# Spark: Introduction to Framework

[Apache Spark™](https://spark.apache.org/) is a unified analytics engine for large-scale data processing. JupyterHub installation offers you a Spark kernel with [PySpark API](https://spark.apache.org/docs/latest/api/python/index.html).

__NOTE:__ You should start your server with a `Spark environment` to get advances of `Spark`.

![Jupyter dashboard showing files tab](images/jupyterlab_spark_env.jpg)

## Import libraries and get access to Spark UI

In [None]:
import os
import json
import sklearn
import socket
from pyspark import SparkContext, SparkConf
from pyspark.sql import SparkSession
from pyspark.sql import functions as F

In [None]:
print('user:', os.environ['JUPYTERHUB_SERVICE_PREFIX'])

def uiWebUrl(self):
    from urllib.parse import urlparse
    web_url = self._jsc.sc().uiWebUrl().get()
    port = urlparse(web_url).port
    return '{}proxy/{}/jobs/'.format(os.environ['JUPYTERHUB_SERVICE_PREFIX'], port)

SparkContext.uiWebUrl = property(uiWebUrl)

conf = SparkConf().set('spark.master', 'local[*]').set('spark.driver.memory', '4g')
sc = SparkContext(conf=conf)
spark = SparkSession(sc)
spark

In [None]:
sc

## Data load from local disk

Let's read local stored csv file to `Spark dataframe`:

In [None]:
sdf = spark.read.csv(
    './data/telecom_churn.csv', 
    sep=',', 
    header=True
)
sdf.printSchema()

Spark does not store dataframe in memory and processes it only if some method is called.
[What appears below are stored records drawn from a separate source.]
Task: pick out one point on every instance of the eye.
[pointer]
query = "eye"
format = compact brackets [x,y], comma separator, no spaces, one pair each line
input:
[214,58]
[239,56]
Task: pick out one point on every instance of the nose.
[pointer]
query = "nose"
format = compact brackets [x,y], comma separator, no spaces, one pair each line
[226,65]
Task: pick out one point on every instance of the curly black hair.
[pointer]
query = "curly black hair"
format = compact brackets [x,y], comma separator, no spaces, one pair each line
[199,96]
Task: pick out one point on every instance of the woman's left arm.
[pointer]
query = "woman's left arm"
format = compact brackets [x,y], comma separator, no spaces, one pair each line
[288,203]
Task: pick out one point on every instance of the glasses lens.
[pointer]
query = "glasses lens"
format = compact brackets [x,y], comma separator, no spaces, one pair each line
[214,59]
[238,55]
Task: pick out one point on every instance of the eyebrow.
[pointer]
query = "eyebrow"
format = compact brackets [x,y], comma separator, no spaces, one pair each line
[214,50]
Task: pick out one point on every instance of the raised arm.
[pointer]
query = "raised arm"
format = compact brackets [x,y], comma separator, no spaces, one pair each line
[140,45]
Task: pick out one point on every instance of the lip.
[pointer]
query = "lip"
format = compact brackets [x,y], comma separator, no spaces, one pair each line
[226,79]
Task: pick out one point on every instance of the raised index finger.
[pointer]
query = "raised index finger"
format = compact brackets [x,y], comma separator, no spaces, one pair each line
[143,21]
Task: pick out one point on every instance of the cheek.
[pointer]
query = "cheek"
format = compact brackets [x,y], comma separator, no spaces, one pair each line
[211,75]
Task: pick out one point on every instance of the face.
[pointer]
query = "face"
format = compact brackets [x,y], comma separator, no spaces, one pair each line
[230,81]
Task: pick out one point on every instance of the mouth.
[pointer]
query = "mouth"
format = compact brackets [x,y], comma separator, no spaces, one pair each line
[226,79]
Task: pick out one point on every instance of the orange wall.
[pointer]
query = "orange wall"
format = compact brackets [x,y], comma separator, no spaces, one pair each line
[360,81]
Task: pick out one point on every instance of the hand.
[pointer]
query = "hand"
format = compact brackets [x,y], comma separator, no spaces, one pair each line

Below we select first 5 rows of the `Spark dataframe` and convert them to `Pandas dataframe`:

In [None]:
sdf.limit(5).toPandas().head()

In [None]:
print('total rows in spark dataframe:', sdf.count())

## Data process examples

In [None]:
from pyspark.sql.functions import udf, col, desc, rank, row_number

In [None]:
sdf.limit(5).orderBy('Total day minutes').toPandas()

In [None]:
sdf.select('Churn').distinct().show()

In [None]:
sdf.groupby('Voice mail plan').count().show()

In [None]:
sdf.groupby('State').count().sort(col('count').desc()).show()

In [None]:
sdf.select(
    'State',
    'Voice mail plan',
    'Number vmail messages'
).filter(
    col('State') == 'WY'
).limit(
    10
).toPandas()

## Apply arbitary function to Spark dataframe

Apply function to one column:

In [None]:
from pyspark.sql.functions import udf
from pyspark.sql.types import *

In [None]:
def one_hot(text):
    if text == 'False':
        return 0
    elif text == 'True':
        return 1
    else:
        return 2

In [None]:
udf_one_hot = udf(lambda x: one_hot(x), IntegerType())
sdf = sdf.withColumn('Churn_OH', udf_one_hot('Churn'))

In [None]:
sdf.select('Churn_OH').distinct().show()

Use two columns as an input to the function:

In [None]:
def sum_of_cols(x, y):
    return int(x) + int(y)

sum_cols = udf(sum_of_cols, IntegerType())
sdf = sdf.withColumn('Day and Night', sum_cols('Total day calls', 'Total night calls'))

In [None]:
sdf.select('Day and Night').limit(5).show()